Re: My own posting on Cryonet $4629

I have now looked at the WWW posting which I discussed in the previous 
Cryonet. It looks to me even worse than his article in CRYONICS, basically
because in his recent CRYONICS article on the same subject, he did make a nod
(referring to work of Tad Hogg, at Xerox) toward some kind of verification 
of the second clause of his syllogism. To those who haven't read my first 
posting, I pointed out that Ralph Merkle consistently produces some quite 
inarguable truth from cryptography or mathematics and then, without any 
serious attempt to show that it really applies to our possibilities for 
revival when frozen with current methods, concludes that it DOES apply and 
therefore we need not worry about our suspension technology.

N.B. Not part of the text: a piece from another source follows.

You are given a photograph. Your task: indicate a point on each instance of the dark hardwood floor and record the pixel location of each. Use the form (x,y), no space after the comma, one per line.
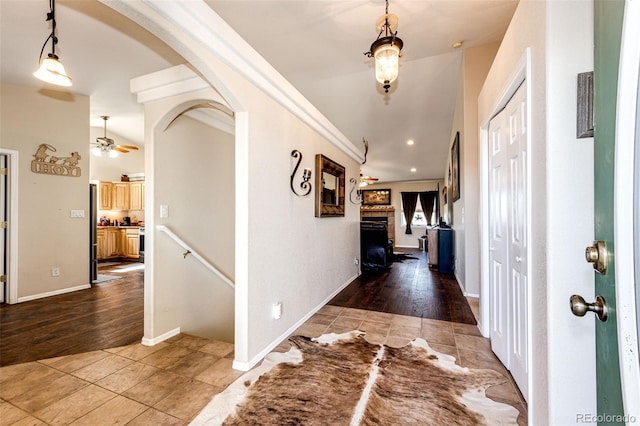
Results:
(107,315)
(410,288)
(111,314)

In his CRYONICS article he quotes Tad Hogg as saying that the method discussed
worked on a large majority of problems, that usually there would be a very
sharp boundary between an area in which the problem was "easily" solvable and
one in which many solutions were possible (ie. the information needed to limit
the computed brain structure to our own has been lost). Again, I do not dispute
Hogg's statement so much as ask just what field of problems for which he is 
making this statement. Without such a discussion SPECIFIC TO OUR BRAINS we
have again no more than the statement that "probably our suspension will work".
Has Dr. Hogg specifically considered the issues involved in suspension? Do
we fall in the area where the information does not specify our brain well

enough or in the area where it does? Is Dr. Hogg's choice of problems biased? --
after all, very few people try to solve problems which they can easily 
see are unsolvable. 

And finally, I personally consider the work done by Mike Darwin and others
in preserving brains at high concentrations of glycerol to be not only a   
significant advance but also an answer to one of the major problems about
preservation of information. Although the point has not yet been proven, a high
consensus of neurobiologists has come to suspect that our memories are encoded
in the actual presence or absence of connections between our neurons, at a 
very small and nongeneric scale. Darwin's methods look as if they will actually
preserve that connectivity. As for the fact that such high concentrations of
glycerol poison the cells, we do need to look closely at just why that happens;
given that it happens at very low temperatures, it may not even be caused by
a chemical reaction. This work isn't the end of our task. Yet it may well 
establish BY DIRECT EXPERIMENTAL MEANS something which no amount of theory 
alone could show: preservation of information. If so, it puts an end to any
relevance of the purely theoretical arguments made by Ralph Merkle --- and
myself. 

And there is nothing which I could welcome more.